State Sen. Bill Baroni (R-Mercer): Politicker photo
Sen. Bill Baroni (R-Mercer), state chairman of John McCain’s Republican presidential campaign, joked that he first knew he was ok with McCain when the gruff war vet called Baroni a jerk.
One of a handful of New Jersey elected officials who supported the Arizona senator at the start of the Republican primary, Baroni goes back nearly ten years with McCain. He left his job at a law firm in 1999 to try to help his candidate land the Republican nomination in 2000.
The New Jerseyan accompanied McCain on the campaign trail throughout Michigan, South Carolina and California. They eventually lost to Texas Gov. George W. Bush, but McCain and Baroni forged a political relationship.
"I found him to be an extraordinary American," Baroni said of the U.S. Senator who didn’t forget him, and in 2003 taped a phone call and wrote a letter of support for the budding GOP legislator, then lent his presence to a "vote Baroni" television commercial in 2005.
Now a freshman state senator, Baroni never considered another candidate for president in 2008. "It wasn’t even close," he said. "If he didn’t do well, I figured I’d go down with the ship."
With Bush’s troubled presidency now behind the country, Baroni finds himself staring up at a potential Democratic Party juggernaut in his home state come Nov. 4, ready to swamp the man who in his private moments might make the case that he went to political war in a national election against Bush before anyone.
Baroni maintains that the McCain campaign has a shot in New Jersey, despite Republican losses at the presidential level going back to 1992. Also stoking the Democrats is the post-Bush political terrain, which shows GOP congressional candidates in mid-summer financial turmoil, McCain's own dismal fundraising compared to Obama nationally, where the Arizona Republican lagged in the last quarter: $22 million to $52 million, and thousands newly registered Dems.
Still, Baroni says, it’s no automatic beat down for his rivals, and the polls at least bear that out.
A Strategic Vision poll released last Friday shows Sen.
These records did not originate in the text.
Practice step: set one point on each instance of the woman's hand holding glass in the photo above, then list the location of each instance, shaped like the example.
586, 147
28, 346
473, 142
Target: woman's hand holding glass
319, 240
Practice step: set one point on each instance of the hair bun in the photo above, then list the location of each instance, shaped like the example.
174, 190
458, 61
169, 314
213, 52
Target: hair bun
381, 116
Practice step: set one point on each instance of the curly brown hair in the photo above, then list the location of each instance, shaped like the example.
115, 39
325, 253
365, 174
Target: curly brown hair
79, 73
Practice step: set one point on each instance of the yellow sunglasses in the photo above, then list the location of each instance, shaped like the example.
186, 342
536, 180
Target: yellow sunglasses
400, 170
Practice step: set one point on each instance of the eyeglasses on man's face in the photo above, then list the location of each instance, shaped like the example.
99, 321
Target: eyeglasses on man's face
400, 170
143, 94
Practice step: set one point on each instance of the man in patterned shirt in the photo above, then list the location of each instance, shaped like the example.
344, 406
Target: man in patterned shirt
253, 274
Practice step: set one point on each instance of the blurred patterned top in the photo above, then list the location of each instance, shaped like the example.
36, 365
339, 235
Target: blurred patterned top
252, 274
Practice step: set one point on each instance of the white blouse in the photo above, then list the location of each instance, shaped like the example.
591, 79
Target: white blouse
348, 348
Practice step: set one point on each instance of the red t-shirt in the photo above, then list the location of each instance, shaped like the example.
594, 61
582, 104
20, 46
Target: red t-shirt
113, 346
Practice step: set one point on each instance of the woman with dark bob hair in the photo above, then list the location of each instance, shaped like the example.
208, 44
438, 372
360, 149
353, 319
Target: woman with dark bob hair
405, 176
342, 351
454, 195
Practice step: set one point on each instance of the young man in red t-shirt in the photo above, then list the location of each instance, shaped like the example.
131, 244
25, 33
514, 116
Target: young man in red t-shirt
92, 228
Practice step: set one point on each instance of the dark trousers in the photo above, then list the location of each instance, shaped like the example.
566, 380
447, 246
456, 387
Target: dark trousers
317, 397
Barack Obama (D-Il) cresting over McCain here, 47-38%, with 15% undecided.
Democrats close to the Obama campaign confidently point out that New Jersey doesn’t even crack the top 35 states in terms of where McCain’s adversary means to concentrate general election forces and resources.
But Baroni said there are two pieces of evidence for why he believes his political foes do not - and should not - consider Jersey simply a blue state gift.
"First, Sen. McCain has made appearances in New Jersey five times - not for fundraising events, but for political events," Baroni said. "Second, one of the top political thinkers I’ve ever worked with is the Obama Campaign’s state director."
The reference is to Patricia Mueller, a political operative with the Carpenters’ Union and the Obama campaign’s state director.
"This is a top talent, and not just for New Jersey," said Baroni. "They could have put anybody in there if they weren’t serious about New Jersey, and they didn’t. She’s a brilliant political strategist. We are facing an extraordinary opponent."
Despite that one mind-numbing figure for Republicans from the same Strategic Vision poll - a President George W. Bush job approval rating of 15% - McCain cut from the administration on climate change and on America’s early prosecution of the war in Iraq, Baroni notes.
"I think people know Sen. McCain’s been independent of the White House," said the state chairman, but whether it will be enough to beat what Democrats foresee as a blue state uprising, he will only say it’s going to be a battle, and not an unstoppable onslaught.